Early diagnosis of SAPHO syndrome is easily confused with other common spine-related diseases and infections. There is currently no consensus regarding the diagnosis of SAPHO syndrome, and specific treatments are empirical because of its rarity.

Case Presentation

A 62-year-old woman was referred to our department with complaints of low back and lower extremity pain for 2 years, 1.5 years after lumbar spine surgery, and recurrent low back pain for 1 year. Laboratory test results revealed elevated hs-CRP levels and erythrocyte sedimentation rate. Combined with her surgical history and lumbar CT results, adjacent segment degeneration (ASD) was first considered. NSAIDs, analgesics, and supplemental therapies were also administered. However, the patient’s symptoms were not significantly relieved. During re-examination, hyperkeratosis with active pustulosis was observed on the patient’s palms. Osteitis of the left sacroiliac joint was revealed on imaging. Skeletal ECT revealed a typical “horn sign”. The patient was diagnosed with SAPHO syndrome. Based on the original treatment, sulfasalazine enteric-coated tablets, adalimumab (a biological agent of TNF-α), pregabalin, and tramadol sustained-release tablets were administered. The patient reported that her pain was significantly relieved. He was discharged from the hospital and received adalimumab treatment (40 mg once per fortnight in the first 6 months and 40 mg once per month after month 6) in the outpatient clinic. The hyperkeratosis with active pustulosis on both palms fully recovered after 12 months of treatment. The patient was followed up 6 months after full recovery, and no recurrence was found in the symptoms of low back and lower extremity pain and palmar hyperkeratosis with active pustulosis.

Conclusion

SAPHO syndrome should be suspected in patients present with osteoarticular and/or dermatological manifestations. Biological agents can be used to treat patients with refractory SAPHO syndrome.

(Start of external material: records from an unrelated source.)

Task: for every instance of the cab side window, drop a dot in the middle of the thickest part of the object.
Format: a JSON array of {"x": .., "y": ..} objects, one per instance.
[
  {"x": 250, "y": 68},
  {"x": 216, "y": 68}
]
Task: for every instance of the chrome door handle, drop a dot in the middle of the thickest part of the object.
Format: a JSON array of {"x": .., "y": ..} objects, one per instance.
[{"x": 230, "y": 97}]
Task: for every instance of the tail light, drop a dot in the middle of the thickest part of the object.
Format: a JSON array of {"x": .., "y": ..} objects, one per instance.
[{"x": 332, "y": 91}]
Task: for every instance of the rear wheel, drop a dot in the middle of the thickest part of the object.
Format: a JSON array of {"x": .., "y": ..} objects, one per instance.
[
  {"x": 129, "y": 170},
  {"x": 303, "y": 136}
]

Ethics Approval and Consent to Participate

The study was approved by the Ethics Committee of Ethic Research of the First Affiliated Hospital of Zhejiang University. The patient and her family members were informed of and agreed to the therapeutic strategy.

Consent for Publication

The patient and her family members were informed and agreed that this case and related image could be published. Written consent to publish this information was obtained from all the study participants.

Acknowledgments

This study was funded by the Science and Technology Program of Zhejiang Province (2022C03081). The funding body partially funded the cost of follow-up examination and data collection to help us obtain follow-up data.

Author Contributions

All authors made a significant contribution to the work reported, whether that is in the conception, study design, execution, acquisition of data, analysis and interpretation, or in all these areas; took part in drafting, revising or critically reviewing the article; gave final approval of the version to be published; have agreed on the journal to which the article has been submitted; and agree to be accountable for all aspects of the work.

Disclosure

The authors declare no competing interests.